Conservative dielectric functions and electrical conductivities from the multicomponent Bhatnagar-Gross-Krook equation

Abstract: A considerable number of semi-empirical and first-principles models have been created to describe the dynamic response of a collisionally damped charged-particle system. However, known challenges persist for established dynamic structure factors (DSF), dielectric functions, and conductivities. For instance, the semi-empirical Drude-Smith conductivity [N.M. Smith, Phys. Rev. B 64, 155106 (2001)] lacks interpretability, and the first-principles Mermin dielectric function [N.D. Mermin, Phys. Rev. B, 1, 2362 (1970)] does not satisfy the frequency sum rule [G.S. Atwal and N.W. Ashcroft, Phys. Rev. B 65, 115109 (2002)]. In this work, starting from the multicomponent Bhatnagar-Gross-Krook (BGK) kinetic equation, we produce a multi-species susceptibility that conserves number and momentum, which we refer to as the ``completed Mermin'' susceptibility, and we explore its properties and uses.
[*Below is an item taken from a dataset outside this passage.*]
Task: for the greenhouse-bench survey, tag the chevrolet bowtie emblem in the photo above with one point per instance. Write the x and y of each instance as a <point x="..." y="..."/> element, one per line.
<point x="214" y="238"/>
We show that the completed Mermin susceptibility satisfies the frequency sum (f-sum) rule. We compute the associated DSF and find that momentum conservation qualitatively impacts the DSF's shape for a carbon-contaminated deuterium and tritium plasma under NIF hot-spot conditions. In the appendices, we provide numerical implementations of the completed Mermin susceptibility, for the reader's convenience. Further, we produce a new non-Drude conductivity model, by taking the single-species limit and introducing free parameters in the terms that enforce number and momentum conservation. To illustrate how number and momentum conservation impact the dynamical conductivity shape, we apply our conductivity model to dynamical gold conductivity measurements [Z. Chen, et al., Nature communications, 12.1, 1638, (2021)]. Finally, comparing our model to the Drude-Smith conductivity model, we conclude that Smith's phenomenological parameter violates local number conservation.